I think I’m addicted to e-mail! Even when I have a big project and a looming deadline, I can’t resist checking every 45 minutes or so. I realize that if I’m at a conference and when I’m traveling, six to eight hours can go by without me checking e-mail and the world keeps turning. How can I give up my obsession?

Every 45 minutes? Why wait? Some of us know the second email arrives. Part of Robinson’s reply is below:

Above all, e-mail is intermittently rewarding. Every once in a while, a message arrives with a big payoff: New business from a client, a compliment from senior management, or just a friendly note from a colleague you haven’t heard from in a while. As any slot machine player knows, it’s the intermittent, unpredictable reward that most controls behavior.

Yes, email is exactly like a slot machine. Seriously. You get rewards, but they are intermittent and unpredictable.
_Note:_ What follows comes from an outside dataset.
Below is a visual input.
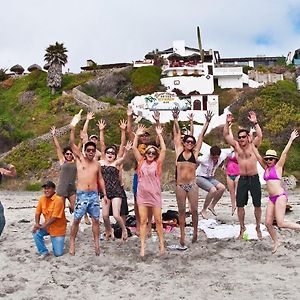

If you have trouble with an email addiction, stay out of Vegas.

Worried about Email Addiction? has 4 Comments

  1. Time will tell if I hit the UUA “jackpot” with the email aka “electronic communication” that I posted as an open letter on The TEA blog on Thor’s Day January 15th 2009 just around traditional tea time at 4:37:00 PM.

  2. Yeah, if 45 minutes is bad then I am the most doomedest person on planet doom.

  3. My phone checks several email accounts constantly. 45 minutes? The author needs to get some better technology. There really is no problem as long as I keep the phone charged.

  4. I’m thinking there may a generation gap between myself and readers v. the writer of that letter. I’m picturing a desktop computer with an email program without any automatic notifying system.